Laurence Fox, the renaissance man of anti-snowflake guerrilla warfare, is currently concentrating more on his music than acting and anyone who enjoyed his memorable voice on Jeremy Vine’s TV show will be delighted about that.

Is it pure coincidence that next Wednesday, Lozza’s musical tour takes him to The Bullingdon in Oxford? Or is it a cunningly coded, come-and-get-me message to the prime minister at whose pleasure Cummings so skilfully serves?

So far as Sabisky, the first great martyr of the Cummings-Johnson era is concerned, it will be years before his contribution is fully appreciated. The achievements of his several days in the engine room of the British ship of state are poorly suited to snap judgement.

Apparently, his specialism was defence. I believe I speak for all us weirdos and misfits in saying that we slept more peacefully in our beds knowing he was focusing his vast and supple mind on that.

Not since the mysterious Adam Werritty was accompanying his platonic friend Liam Fox to top-level procurement meetings around the globe, in fact, has the defence of the realm lain in safer hands.

Happily, we can rely on Dom to find someone of similarly massive intellect to succeed him. If that person isn’t me, so be it.

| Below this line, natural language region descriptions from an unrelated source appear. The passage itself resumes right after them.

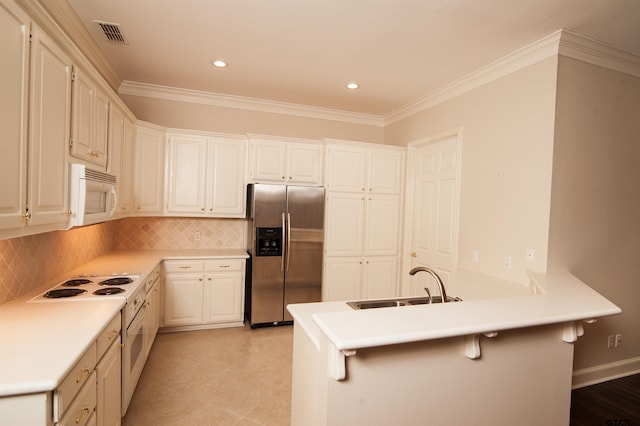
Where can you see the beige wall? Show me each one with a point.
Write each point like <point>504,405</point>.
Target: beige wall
<point>507,145</point>
<point>185,115</point>
<point>595,205</point>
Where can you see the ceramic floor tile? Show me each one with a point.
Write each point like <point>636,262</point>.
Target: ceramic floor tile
<point>231,376</point>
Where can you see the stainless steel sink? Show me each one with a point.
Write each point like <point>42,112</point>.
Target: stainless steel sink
<point>400,301</point>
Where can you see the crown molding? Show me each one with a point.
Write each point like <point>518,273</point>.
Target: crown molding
<point>132,88</point>
<point>521,58</point>
<point>595,52</point>
<point>560,43</point>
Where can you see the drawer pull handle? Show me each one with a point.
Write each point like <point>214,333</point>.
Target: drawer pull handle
<point>83,376</point>
<point>85,414</point>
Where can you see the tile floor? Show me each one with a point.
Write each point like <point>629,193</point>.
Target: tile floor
<point>229,376</point>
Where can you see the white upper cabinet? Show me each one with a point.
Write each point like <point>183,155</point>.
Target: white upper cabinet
<point>49,118</point>
<point>149,170</point>
<point>206,175</point>
<point>14,86</point>
<point>90,120</point>
<point>120,163</point>
<point>358,168</point>
<point>285,160</point>
<point>187,174</point>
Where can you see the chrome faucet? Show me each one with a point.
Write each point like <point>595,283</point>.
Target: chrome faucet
<point>443,293</point>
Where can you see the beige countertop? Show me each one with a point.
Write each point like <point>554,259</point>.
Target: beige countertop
<point>489,307</point>
<point>41,342</point>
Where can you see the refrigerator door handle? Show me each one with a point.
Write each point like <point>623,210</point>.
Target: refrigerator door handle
<point>288,239</point>
<point>284,245</point>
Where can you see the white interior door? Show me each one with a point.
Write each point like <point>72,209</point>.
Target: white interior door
<point>433,212</point>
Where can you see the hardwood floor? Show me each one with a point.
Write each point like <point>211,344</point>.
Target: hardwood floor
<point>613,403</point>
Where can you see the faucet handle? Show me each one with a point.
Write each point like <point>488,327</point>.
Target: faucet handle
<point>428,294</point>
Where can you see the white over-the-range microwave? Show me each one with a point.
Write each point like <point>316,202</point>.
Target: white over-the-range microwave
<point>93,196</point>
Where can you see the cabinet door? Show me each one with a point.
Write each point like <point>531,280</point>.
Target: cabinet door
<point>109,389</point>
<point>187,172</point>
<point>382,225</point>
<point>49,127</point>
<point>223,298</point>
<point>227,194</point>
<point>126,179</point>
<point>345,221</point>
<point>183,299</point>
<point>346,168</point>
<point>384,171</point>
<point>342,278</point>
<point>304,163</point>
<point>149,170</point>
<point>14,76</point>
<point>116,142</point>
<point>82,116</point>
<point>100,128</point>
<point>380,277</point>
<point>268,161</point>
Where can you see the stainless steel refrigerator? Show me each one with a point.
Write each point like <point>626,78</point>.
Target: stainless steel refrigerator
<point>285,238</point>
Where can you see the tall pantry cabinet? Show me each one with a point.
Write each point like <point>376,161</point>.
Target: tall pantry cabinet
<point>363,213</point>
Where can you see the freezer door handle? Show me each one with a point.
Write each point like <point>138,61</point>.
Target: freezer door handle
<point>284,245</point>
<point>288,239</point>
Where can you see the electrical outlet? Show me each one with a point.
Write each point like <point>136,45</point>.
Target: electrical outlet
<point>507,262</point>
<point>530,255</point>
<point>618,340</point>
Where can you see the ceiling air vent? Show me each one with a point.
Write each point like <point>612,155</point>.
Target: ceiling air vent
<point>112,32</point>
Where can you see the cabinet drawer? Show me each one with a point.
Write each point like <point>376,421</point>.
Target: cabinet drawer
<point>225,265</point>
<point>172,266</point>
<point>108,335</point>
<point>78,376</point>
<point>82,408</point>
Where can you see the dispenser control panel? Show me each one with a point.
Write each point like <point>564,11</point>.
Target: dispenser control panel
<point>269,242</point>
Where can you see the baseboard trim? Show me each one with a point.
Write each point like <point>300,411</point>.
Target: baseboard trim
<point>605,372</point>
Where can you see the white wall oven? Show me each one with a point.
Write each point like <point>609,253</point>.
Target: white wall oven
<point>134,353</point>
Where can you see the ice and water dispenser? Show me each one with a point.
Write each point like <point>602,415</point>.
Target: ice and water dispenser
<point>268,241</point>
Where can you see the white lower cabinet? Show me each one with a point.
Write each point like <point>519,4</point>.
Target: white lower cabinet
<point>203,293</point>
<point>109,377</point>
<point>354,278</point>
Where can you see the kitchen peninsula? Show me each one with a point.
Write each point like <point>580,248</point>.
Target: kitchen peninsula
<point>503,355</point>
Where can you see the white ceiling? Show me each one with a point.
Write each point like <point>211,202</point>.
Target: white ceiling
<point>305,51</point>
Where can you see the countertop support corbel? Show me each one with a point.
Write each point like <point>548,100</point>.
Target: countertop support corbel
<point>472,344</point>
<point>338,362</point>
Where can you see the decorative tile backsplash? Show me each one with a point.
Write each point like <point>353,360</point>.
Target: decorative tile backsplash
<point>179,233</point>
<point>27,263</point>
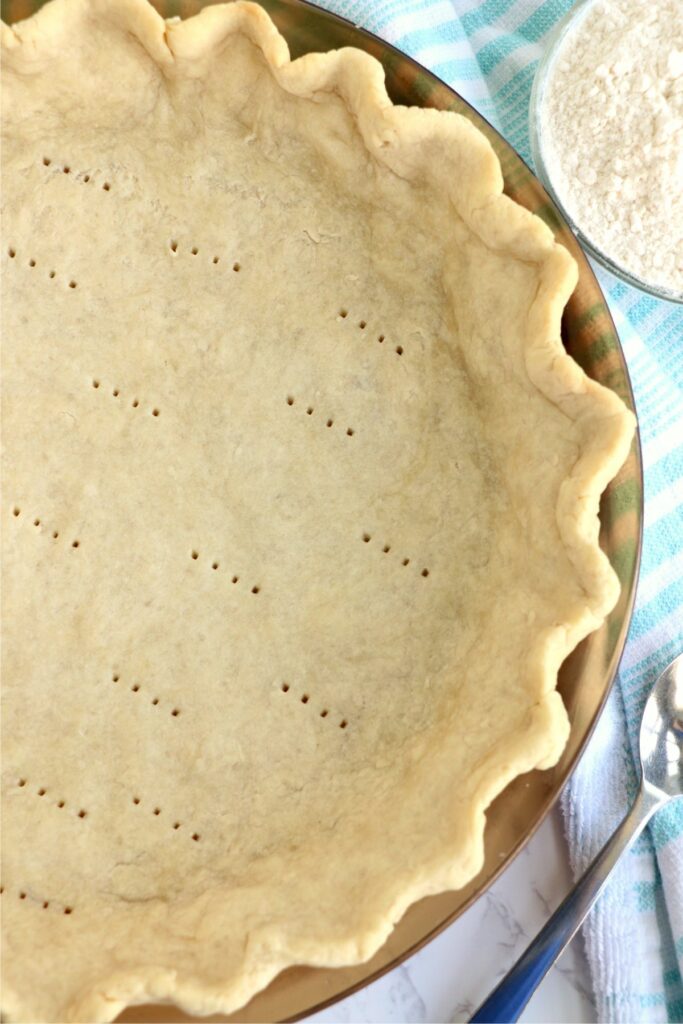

Others, as I said, have stronger claims.

But if it is me, begging pardon for taking up Dom’s invitation to jog his memory, my first policy paper will concern the colonisation of Saturn’s third ring with a slave labour force of sterilised teenage girls, low IQ people of colour, and redheads with precisely 63 freckles on each upper arm, who will build massively destructive lasers targeted on the Solomon Islands.

For that not to earn me at least an interview, there would have to be something alarmingly wrong in the Downing Street machine and with Dom at the helm, that notion is way too weird to contemplate.